The implication settled. A device that could inscribe formation patterns at scale. Combined with his Remnant Eye and the Law of Restoration. Combined with his knowledge of the array's blueprint.
He could upgrade other cities' defenses. Not just Qing Bay — every city with an array. He could see the blueprint, restore the printer, and use it to inscribe optimized formation patterns across the entire continent.
"How much of the printer is here?" he asked.
"Sixty percent of the components. The rest are missing. Lost, destroyed, or stored in archives I don't have access to." She paused. "The administrative tower's archive might have the remaining components."
"Luo Bingwen's archive."
"Luo Bingwen's archive."
The game was getting complicated. The new deputy leader was placing items in the vault, feeding Shen opportunities, creating a pattern of engagement that was either cooperative or manipulative or both.
Shen looked at the mechanism parts spread on the workbench. Seventeen fragments of a device that could change the defensive infrastructure of every city on the continent.
"I'll talk to Luo Bingwen," he said. "After I understand what he's playing at."
"And if he's not playing?"
"Everyone in the administrative tower is playing. The question is what game."
Tao Ruiying left. The vault door closed.
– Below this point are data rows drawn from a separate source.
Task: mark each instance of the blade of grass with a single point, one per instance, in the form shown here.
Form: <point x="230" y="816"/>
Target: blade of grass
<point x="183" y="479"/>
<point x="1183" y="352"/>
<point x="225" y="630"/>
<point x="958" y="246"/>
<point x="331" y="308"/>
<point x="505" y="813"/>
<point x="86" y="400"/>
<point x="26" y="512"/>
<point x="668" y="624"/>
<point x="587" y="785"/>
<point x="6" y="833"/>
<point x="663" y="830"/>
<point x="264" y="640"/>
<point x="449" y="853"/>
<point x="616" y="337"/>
Shen stood among the broken things and the restored things and the things-yet-to-be-restored, and he thought about games. About blueprints. About the gap between what institutions were and what they should have been.
The spiritual printer fragments glinted on the workbench. Seventeen pieces. Sixty percent of a device that could change the world.
The other forty percent was in the hands of a man who wanted to regulate the person who could fix it.
The vault was quiet. The broken things waited. And Shen began planning a restoration that had nothing to do with objects and everything to do with power.